Investing in Inspiration

2. Bridges feel big; checks feel small.  As a child of the 1960s Space Race, I can vouch that visionary government projects can really inspire a generation.  Seeing the government as a provider of benefits, not so much…. 

I’m not advocating any particular level of overall government spending, but I think most of us agree that infrastructure is one area where government SHOULD spend money.  How much and where should be discussed, publicly.  And pursued as part of a long-range plan, not as an afterthought.

Getting the Word Out

One thing that might help the cause: public relations. Infrastructure needs a good PR firm.  We should know about, and be proud of, what we build and achieve together as a country. 

 California Gov. Jerry Brown
California Gov. Jerry Brown killed Caltrans’ $10 million public relations contract for the Bay Bridge project. "We felt it was excessive, and not a proper use of toll-payer money," a spokesman said.

In California, the Department of Transportation (Caltrans) recently fired its public relations firm, Words Pictures Ideas, with which it had a three-year contract to publicize progress on the Bay Bridge project. The ax fell because the governor’s office thought the $10 million cost could be seen as an embarrassment.

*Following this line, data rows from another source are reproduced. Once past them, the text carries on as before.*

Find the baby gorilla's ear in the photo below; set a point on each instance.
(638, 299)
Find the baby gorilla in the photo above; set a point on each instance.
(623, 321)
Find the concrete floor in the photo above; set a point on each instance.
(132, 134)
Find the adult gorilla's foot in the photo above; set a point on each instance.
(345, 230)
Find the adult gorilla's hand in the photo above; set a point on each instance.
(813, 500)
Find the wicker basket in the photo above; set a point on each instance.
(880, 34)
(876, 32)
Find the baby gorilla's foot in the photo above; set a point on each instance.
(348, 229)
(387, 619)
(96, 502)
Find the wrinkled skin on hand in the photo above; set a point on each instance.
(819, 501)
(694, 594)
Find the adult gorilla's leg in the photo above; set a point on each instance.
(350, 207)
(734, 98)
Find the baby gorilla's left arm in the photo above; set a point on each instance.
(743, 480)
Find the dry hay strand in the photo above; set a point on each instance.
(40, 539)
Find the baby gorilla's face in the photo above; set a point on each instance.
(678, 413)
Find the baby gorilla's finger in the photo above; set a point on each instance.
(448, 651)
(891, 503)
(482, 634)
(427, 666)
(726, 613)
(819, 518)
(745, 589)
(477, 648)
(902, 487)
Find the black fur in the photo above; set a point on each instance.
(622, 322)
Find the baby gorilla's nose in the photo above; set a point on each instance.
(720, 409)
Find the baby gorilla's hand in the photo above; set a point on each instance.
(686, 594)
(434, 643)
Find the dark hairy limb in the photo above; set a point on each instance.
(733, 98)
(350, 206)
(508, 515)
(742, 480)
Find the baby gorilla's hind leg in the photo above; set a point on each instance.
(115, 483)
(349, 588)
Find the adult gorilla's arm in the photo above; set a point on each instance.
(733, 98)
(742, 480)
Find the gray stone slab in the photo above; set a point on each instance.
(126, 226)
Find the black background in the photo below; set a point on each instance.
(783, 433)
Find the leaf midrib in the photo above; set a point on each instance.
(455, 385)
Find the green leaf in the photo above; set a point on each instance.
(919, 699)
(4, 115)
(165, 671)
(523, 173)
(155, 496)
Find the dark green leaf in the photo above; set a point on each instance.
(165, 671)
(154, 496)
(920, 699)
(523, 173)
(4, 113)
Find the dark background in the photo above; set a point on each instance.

That was a mistake. The money was only about 0.15% of the total cost of the project. Caltrans will still have to spend much of that on new personnel and contracted services to coordinate its public outreach and information as the agency plans for bridge closures, detours, and other issues as the project nears completion.

So the money will still get spent; it just won’t be transparently seen as “PR.”  But that’s what it is. And that’s what it needs to be.

Keeping Informed

As the public, we deserve to be informed about where our money is spent.  We want to celebrate our engineering achievements and dramatic construction projects.  We want to know we are protecting our common investments. We need to relate.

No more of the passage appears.